Una modalità già sperimentata con successo presso "La casa delle farfalle" di Bordano, a pochi chilometri dalla stessa Udine. Ma in questa occasione verrà ampliato il punto di vista, grazie ad una finestra sulle inaspettate e affascinanti relazioni tra il mondo degli animali e quello delle piante, nella mostra "Seduzioni. Fiori che amano animali", una esposizione che ha l'ambizione di "tradurre" i fiori, cioè spiegare i messaggi che le piante hanno perfezionato per promuovere il loro dolce contenuto.

"La maggior parte delle piante non potrebbe esistere senza animali - spiega il biologo entomologo ideatore della mostra Francesco Barbieri - La loro riproduzione avviene tramite il trasporto del polline che viene affidato a piccoli "messaggeri" in cambio di una dolce ricompensa, il nettare. Durante il percorso mostreremo al visitatore come le piante, grazie ad un linguaggio alquanto complesso, costituito da colori, forme, profumi e in alcuni casi calore, riescono ad attirare gli animali impollinatori".

I "misteri della natura" saranno perciò il fil rouge di uno Science Center concepito e gestito da "Farfalle nella testa", una realtà cooperativa formata da un gruppo di "professionisti della natura" che si occupa di comunicazione della scienza.

Grazie ad importanti collaborazioni con realtà scientifiche internazionali, Naturama proporrà anche un fitto calendario di eventi che si protrarrà lungo tutto l'arco dell'anno: appuntamenti che toccheranno differenti discipline scientifiche e diversi livelli di approfondimento.
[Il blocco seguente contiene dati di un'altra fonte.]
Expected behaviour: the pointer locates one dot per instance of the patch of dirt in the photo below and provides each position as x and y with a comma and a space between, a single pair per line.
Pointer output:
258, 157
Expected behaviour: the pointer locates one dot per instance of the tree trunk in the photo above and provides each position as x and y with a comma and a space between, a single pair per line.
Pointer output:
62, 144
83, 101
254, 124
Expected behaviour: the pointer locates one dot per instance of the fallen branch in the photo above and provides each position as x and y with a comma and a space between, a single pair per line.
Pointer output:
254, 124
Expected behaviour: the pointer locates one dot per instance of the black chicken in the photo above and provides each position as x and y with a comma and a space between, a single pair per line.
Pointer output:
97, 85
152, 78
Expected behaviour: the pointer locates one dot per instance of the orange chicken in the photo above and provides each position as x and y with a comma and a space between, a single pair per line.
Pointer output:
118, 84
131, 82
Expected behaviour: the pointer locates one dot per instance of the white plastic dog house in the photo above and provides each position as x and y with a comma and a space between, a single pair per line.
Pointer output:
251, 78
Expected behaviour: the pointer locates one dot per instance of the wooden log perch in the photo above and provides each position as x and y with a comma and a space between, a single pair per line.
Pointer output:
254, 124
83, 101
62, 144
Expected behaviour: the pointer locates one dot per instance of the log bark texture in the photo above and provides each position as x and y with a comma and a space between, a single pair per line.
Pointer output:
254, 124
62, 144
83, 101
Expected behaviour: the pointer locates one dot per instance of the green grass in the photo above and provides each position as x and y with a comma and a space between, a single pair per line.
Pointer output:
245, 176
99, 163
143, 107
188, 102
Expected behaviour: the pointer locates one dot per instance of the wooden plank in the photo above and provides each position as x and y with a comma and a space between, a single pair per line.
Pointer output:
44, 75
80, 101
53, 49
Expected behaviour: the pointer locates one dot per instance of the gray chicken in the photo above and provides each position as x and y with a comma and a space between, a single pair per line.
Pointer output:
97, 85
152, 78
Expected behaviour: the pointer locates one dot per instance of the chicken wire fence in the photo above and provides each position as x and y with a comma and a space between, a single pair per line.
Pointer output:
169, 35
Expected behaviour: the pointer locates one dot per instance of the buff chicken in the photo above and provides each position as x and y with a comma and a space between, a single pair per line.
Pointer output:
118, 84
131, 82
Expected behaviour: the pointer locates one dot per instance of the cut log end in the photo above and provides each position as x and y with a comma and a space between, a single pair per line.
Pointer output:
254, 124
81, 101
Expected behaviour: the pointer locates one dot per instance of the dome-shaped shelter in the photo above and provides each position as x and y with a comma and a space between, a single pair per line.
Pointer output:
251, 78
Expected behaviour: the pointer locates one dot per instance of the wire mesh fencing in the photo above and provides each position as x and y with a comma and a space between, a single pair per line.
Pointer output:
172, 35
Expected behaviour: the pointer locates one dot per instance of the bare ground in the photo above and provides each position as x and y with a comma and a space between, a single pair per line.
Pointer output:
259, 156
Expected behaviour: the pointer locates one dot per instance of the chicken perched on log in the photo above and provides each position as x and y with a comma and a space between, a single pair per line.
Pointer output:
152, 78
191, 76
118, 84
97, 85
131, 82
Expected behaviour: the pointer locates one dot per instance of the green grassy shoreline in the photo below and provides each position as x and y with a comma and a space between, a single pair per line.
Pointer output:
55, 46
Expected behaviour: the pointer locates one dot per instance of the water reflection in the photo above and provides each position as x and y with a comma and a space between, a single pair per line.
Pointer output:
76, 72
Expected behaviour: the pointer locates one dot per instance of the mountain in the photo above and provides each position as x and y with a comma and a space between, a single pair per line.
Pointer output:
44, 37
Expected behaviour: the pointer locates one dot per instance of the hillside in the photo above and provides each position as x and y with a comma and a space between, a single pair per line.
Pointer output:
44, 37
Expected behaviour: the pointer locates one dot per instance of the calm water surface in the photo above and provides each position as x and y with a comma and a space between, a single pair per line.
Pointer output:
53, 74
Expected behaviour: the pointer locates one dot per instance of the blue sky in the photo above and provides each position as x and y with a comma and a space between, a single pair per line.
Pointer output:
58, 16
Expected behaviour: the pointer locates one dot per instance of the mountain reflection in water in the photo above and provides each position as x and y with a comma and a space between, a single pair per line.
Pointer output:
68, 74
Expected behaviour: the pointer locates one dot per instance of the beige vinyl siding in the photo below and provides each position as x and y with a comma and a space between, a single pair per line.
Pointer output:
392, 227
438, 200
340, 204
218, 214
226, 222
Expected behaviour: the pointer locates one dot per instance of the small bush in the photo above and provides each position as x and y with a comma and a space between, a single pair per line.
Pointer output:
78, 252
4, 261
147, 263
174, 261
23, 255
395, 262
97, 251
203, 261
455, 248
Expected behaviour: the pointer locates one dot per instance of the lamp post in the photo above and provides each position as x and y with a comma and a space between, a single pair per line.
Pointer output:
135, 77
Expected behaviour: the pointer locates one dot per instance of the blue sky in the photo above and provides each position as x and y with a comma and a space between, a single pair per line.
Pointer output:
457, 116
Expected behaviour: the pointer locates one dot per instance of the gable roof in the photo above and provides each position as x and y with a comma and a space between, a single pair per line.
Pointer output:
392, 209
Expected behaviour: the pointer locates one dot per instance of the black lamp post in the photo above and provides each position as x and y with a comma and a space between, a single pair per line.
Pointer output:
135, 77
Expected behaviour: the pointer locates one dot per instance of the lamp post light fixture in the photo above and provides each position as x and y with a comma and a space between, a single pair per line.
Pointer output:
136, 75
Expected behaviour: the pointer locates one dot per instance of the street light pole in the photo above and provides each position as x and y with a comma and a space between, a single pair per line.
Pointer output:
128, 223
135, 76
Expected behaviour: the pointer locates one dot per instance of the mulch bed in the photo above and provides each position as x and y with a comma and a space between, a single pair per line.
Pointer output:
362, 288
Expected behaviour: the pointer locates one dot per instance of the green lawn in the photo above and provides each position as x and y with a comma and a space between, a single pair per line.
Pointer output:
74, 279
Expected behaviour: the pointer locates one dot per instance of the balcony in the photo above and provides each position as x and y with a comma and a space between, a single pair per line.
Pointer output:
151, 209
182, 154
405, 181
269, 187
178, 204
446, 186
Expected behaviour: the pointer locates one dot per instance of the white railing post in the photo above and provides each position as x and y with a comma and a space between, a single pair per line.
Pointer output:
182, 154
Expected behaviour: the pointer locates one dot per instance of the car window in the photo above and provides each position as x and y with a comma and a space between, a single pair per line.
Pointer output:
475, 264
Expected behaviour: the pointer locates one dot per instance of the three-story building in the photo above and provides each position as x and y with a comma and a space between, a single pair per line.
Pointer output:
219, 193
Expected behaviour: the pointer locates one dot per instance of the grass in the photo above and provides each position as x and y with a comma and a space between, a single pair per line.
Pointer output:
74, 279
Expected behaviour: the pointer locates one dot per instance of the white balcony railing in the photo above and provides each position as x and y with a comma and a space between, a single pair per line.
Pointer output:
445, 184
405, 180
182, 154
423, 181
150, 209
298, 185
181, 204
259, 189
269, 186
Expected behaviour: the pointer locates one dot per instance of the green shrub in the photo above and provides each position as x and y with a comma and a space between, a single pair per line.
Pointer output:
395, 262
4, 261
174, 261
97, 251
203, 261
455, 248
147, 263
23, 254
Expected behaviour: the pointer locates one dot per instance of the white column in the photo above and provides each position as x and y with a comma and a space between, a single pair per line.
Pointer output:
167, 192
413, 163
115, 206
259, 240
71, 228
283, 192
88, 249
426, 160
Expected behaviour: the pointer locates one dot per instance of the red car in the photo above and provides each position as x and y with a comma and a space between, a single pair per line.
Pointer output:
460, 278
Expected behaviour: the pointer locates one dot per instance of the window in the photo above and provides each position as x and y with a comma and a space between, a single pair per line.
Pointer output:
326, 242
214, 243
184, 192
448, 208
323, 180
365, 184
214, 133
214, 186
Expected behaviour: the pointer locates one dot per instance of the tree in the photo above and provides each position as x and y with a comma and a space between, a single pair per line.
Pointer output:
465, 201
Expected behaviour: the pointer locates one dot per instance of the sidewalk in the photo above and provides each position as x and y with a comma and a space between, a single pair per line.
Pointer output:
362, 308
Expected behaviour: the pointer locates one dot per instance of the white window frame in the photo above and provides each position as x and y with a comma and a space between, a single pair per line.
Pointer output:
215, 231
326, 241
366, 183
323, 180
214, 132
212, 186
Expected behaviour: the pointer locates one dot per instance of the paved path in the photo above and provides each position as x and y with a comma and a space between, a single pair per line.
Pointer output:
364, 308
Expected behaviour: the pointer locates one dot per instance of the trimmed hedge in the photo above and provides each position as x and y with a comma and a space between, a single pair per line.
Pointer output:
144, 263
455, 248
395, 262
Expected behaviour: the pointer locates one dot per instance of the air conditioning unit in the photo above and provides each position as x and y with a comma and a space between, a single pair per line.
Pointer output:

"Naturama è un modello di museo scientifico che è nuovo per il nostro paese, ma che sta già funzionando in Asia e negli Stati Uniti, dove science center, musei e in alcuni casi persino degli zoo sono collocati all'interno di grandi aree commerciali - afferma Stefano Dal Secco, presidente di Farfalle nella Testa - La nostra azienda è nata con l'idea che la comunicazione della scienza deve essere rigorosa e popolare insieme, deve scendere tra la gente, non arroccarsi dentro fortezze accademiche e avere massimo rispetto per i visitatori».